The script outputs summary CSV files in the directories specified by dataset_path in the JSON and creates a consolidated CSV with aggregated metrics in output_path:

pxm_results
├── DockQ_details.csv
├── DockQ_results.csv
├── LDDT_details.csv
├── LDDT_results.csv
├── RMSD_details.csv
├── RMSD_results.csv
├── Summary_table.csv
└── Summary_table.txt
  • Summary_table.csv and Summary_table.txt provide a concise overview of key metrics such as DockQ success rate, PoseBusters success rate, and LDDT (with protein-protein interfaces indicated as prot_prot).
  • *_results.csv files provide a full view of aggregated evaluation metrics.
  • *_details.csv files allow exploration of sample-specific metrics selected by each ranker.

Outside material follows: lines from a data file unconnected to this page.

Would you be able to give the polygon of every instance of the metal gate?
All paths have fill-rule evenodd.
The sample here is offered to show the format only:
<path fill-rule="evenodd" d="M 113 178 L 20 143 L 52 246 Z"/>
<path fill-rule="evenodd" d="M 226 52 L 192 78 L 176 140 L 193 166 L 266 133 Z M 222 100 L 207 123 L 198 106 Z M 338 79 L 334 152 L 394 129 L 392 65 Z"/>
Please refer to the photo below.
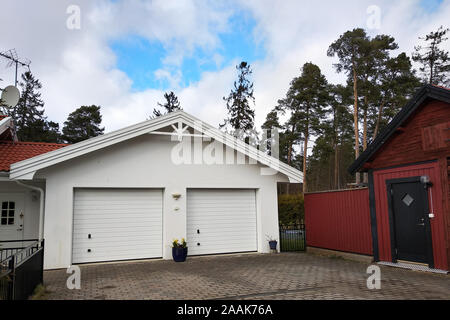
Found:
<path fill-rule="evenodd" d="M 31 241 L 26 247 L 0 249 L 0 300 L 25 300 L 43 283 L 44 240 L 20 243 Z M 3 245 L 14 242 L 18 241 L 1 241 Z"/>
<path fill-rule="evenodd" d="M 305 251 L 306 237 L 304 224 L 280 225 L 280 251 Z"/>

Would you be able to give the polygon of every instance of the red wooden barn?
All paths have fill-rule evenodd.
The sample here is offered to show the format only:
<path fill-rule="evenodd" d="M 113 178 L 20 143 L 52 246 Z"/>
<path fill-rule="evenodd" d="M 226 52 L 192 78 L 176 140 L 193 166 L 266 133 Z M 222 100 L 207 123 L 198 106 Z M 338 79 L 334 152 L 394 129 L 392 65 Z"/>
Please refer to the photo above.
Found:
<path fill-rule="evenodd" d="M 423 87 L 349 171 L 369 175 L 375 261 L 450 269 L 450 90 Z"/>

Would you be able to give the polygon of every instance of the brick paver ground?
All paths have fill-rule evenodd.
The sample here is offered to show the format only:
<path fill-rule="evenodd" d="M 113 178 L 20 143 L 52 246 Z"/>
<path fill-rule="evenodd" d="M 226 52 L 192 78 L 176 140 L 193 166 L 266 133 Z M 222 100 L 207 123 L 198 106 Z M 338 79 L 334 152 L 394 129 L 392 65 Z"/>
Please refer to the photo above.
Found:
<path fill-rule="evenodd" d="M 450 276 L 381 266 L 381 289 L 366 286 L 368 264 L 307 253 L 244 254 L 81 266 L 81 289 L 65 270 L 46 271 L 47 299 L 450 299 Z"/>

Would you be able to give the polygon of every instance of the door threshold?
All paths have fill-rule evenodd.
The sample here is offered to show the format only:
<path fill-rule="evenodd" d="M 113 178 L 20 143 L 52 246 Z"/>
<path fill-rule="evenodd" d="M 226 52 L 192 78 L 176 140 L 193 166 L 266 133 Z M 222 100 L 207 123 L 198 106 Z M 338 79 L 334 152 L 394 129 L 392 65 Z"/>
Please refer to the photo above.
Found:
<path fill-rule="evenodd" d="M 397 268 L 403 268 L 403 269 L 409 269 L 414 271 L 423 271 L 423 272 L 432 272 L 432 273 L 439 273 L 439 274 L 448 274 L 448 271 L 441 270 L 441 269 L 434 269 L 428 267 L 428 265 L 424 265 L 422 263 L 411 263 L 410 261 L 402 261 L 402 262 L 386 262 L 386 261 L 380 261 L 378 264 L 388 267 L 397 267 Z"/>
<path fill-rule="evenodd" d="M 424 263 L 424 262 L 416 262 L 416 261 L 408 261 L 408 260 L 397 260 L 398 263 L 403 263 L 403 264 L 413 264 L 413 265 L 417 265 L 417 266 L 423 266 L 423 267 L 427 267 L 428 268 L 428 263 Z"/>

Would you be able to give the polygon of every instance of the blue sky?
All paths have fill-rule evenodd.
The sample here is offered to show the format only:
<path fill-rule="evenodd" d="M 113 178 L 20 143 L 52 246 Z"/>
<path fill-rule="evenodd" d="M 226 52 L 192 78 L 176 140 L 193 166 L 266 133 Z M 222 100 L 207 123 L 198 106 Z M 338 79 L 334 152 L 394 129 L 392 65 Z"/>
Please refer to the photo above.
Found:
<path fill-rule="evenodd" d="M 434 12 L 439 9 L 439 6 L 444 0 L 421 0 L 420 5 L 428 12 Z"/>
<path fill-rule="evenodd" d="M 74 3 L 76 30 L 67 27 Z M 377 28 L 368 23 L 373 5 Z M 24 10 L 27 19 L 8 14 Z M 305 62 L 329 82 L 345 82 L 327 56 L 345 31 L 392 35 L 410 55 L 419 37 L 450 27 L 449 17 L 450 0 L 2 0 L 0 28 L 14 32 L 2 34 L 0 50 L 16 48 L 32 61 L 50 120 L 62 124 L 77 107 L 96 104 L 107 132 L 147 119 L 169 90 L 186 112 L 217 126 L 235 65 L 245 60 L 259 127 Z M 450 41 L 444 46 L 450 50 Z M 0 85 L 13 75 L 0 66 Z"/>
<path fill-rule="evenodd" d="M 229 19 L 229 26 L 229 30 L 217 34 L 217 48 L 211 50 L 196 47 L 194 52 L 183 58 L 180 65 L 164 62 L 171 46 L 136 34 L 111 41 L 109 46 L 116 55 L 117 68 L 133 81 L 133 90 L 173 89 L 173 84 L 167 79 L 155 75 L 157 70 L 179 74 L 179 87 L 185 88 L 199 81 L 203 72 L 218 71 L 234 60 L 253 63 L 264 59 L 266 53 L 263 43 L 257 43 L 253 37 L 256 22 L 250 14 L 244 11 L 233 14 Z"/>

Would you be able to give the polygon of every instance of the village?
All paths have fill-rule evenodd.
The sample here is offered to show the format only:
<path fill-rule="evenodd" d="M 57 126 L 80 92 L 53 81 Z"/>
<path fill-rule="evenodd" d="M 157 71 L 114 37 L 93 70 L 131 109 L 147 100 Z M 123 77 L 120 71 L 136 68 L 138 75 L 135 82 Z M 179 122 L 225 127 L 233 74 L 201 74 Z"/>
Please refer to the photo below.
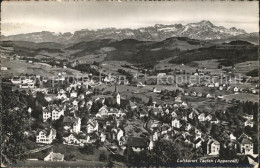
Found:
<path fill-rule="evenodd" d="M 14 59 L 19 60 L 17 56 Z M 90 68 L 98 69 L 96 66 Z M 1 71 L 8 71 L 8 68 L 2 67 Z M 125 74 L 111 73 L 103 73 L 101 78 L 85 74 L 88 80 L 78 77 L 71 81 L 72 76 L 63 71 L 53 79 L 28 74 L 7 79 L 13 92 L 26 92 L 32 100 L 42 98 L 26 107 L 31 124 L 25 134 L 35 147 L 48 146 L 49 153 L 38 157 L 36 153 L 41 151 L 37 151 L 28 159 L 78 160 L 77 155 L 68 156 L 55 146 L 85 149 L 94 145 L 103 151 L 99 152 L 99 161 L 107 160 L 108 155 L 121 155 L 129 161 L 129 150 L 137 154 L 153 152 L 158 148 L 157 142 L 169 141 L 196 153 L 189 159 L 224 159 L 223 153 L 234 152 L 235 158 L 246 156 L 250 164 L 256 161 L 257 136 L 252 130 L 257 127 L 257 115 L 253 110 L 245 112 L 241 101 L 225 99 L 225 96 L 257 95 L 258 85 L 240 88 L 232 83 L 230 73 L 221 77 L 206 72 L 216 80 L 205 82 L 203 70 L 188 74 L 195 76 L 195 82 L 176 84 L 176 78 L 169 78 L 171 73 L 160 72 L 154 76 L 142 73 L 144 71 L 139 71 L 140 76 L 128 71 L 127 75 L 132 75 L 130 81 Z M 173 73 L 187 75 L 179 69 Z M 164 83 L 169 79 L 174 82 Z M 241 81 L 240 78 L 235 80 Z M 174 85 L 174 89 L 169 85 Z M 142 99 L 138 95 L 148 98 Z M 197 102 L 219 104 L 221 108 L 204 110 Z"/>

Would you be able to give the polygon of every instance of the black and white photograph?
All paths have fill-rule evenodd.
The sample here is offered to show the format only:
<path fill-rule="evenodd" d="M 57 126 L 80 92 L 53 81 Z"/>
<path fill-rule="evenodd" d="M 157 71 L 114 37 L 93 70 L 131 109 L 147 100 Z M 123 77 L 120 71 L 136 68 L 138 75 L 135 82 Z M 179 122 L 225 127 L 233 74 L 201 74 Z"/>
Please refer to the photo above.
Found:
<path fill-rule="evenodd" d="M 258 1 L 3 1 L 1 167 L 258 167 Z"/>

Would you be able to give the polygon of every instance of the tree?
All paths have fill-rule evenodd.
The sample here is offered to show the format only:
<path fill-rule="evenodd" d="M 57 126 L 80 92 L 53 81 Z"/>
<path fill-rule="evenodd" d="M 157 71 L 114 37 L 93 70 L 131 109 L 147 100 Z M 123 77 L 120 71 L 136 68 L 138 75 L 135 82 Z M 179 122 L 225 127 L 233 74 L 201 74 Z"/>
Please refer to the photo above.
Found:
<path fill-rule="evenodd" d="M 5 109 L 2 114 L 2 163 L 16 163 L 24 160 L 25 139 L 24 132 L 28 127 L 29 114 L 26 109 Z M 12 124 L 10 124 L 12 123 Z"/>
<path fill-rule="evenodd" d="M 107 160 L 107 155 L 103 152 L 99 155 L 99 161 L 106 161 Z"/>
<path fill-rule="evenodd" d="M 67 160 L 67 161 L 76 161 L 76 156 L 73 155 L 73 154 L 69 154 L 69 155 L 66 155 L 64 157 L 64 160 Z"/>
<path fill-rule="evenodd" d="M 153 105 L 153 98 L 152 98 L 152 96 L 149 97 L 149 100 L 147 102 L 147 106 L 151 106 L 151 105 Z"/>
<path fill-rule="evenodd" d="M 234 145 L 229 145 L 224 147 L 223 144 L 220 145 L 219 158 L 220 159 L 234 159 L 236 156 L 236 149 Z"/>
<path fill-rule="evenodd" d="M 98 106 L 97 102 L 93 102 L 93 104 L 91 106 L 91 110 L 90 110 L 91 113 L 96 114 L 98 112 L 98 110 L 99 110 L 99 106 Z"/>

🔄 Reproduction of RecentPDB Low Homology Dataset Construction

This section outlines steps to construct the RecentPDB Low Homology dataset. File paths required for scripts are specified in benchmark.configs.data_config. It’s recommended to specify new output paths in scripts to prevent overwriting default files.

1. Filter to RecentPDB

Run this command to filter RecentPDB entries:

python benchmark/scripts/filter_for_recentpdb.py -c [mmcif_dir] -o [chain_interface_csv] -m [meta_csv] -n [num_cpu]
  • mmcif_dir: Directory with MMCIF files downloaded from RCSB PDB.
  • chain_interface_csv: Output CSV file recording filtered chain and interface information for RecentPDB dataset.
  • meta_csv: Output CSV file containing meta information of filtered entries.
  • num_cpu: Number of CPU cores for processing. Recommended CPU-to-memory (GB) ratio is 1:4.

2. Filter to Low Homology Subset

Run this command to filter to the Low Homology subset:

python benchmark/scripts/filter_to_lowh.py -c [chain_interface_csv] -t [test_to_train_json] -o [output_protein_lowh_csv] -n [output_nuc_lowh_csv]
  • chain_interface_csv: Input CSV with filtered chain and interface info from RecentPDB.
  • test_to_train_json: A JSON file containing a dictionary where keys are entities from the test set in the format '{PDB ID}_{Entity ID}', and values are lists of similar entities (high homology) from the train set in the same format.
  • output_protein_lowh_csv: Output CSV with filtered chain and interface info for RecentPDB Low Homology Protein subset.
  • output_nuc_lowh_csv: Output CSV with filtered chain and interface info for RecentPDB Low Homology Nucleic Acids subset.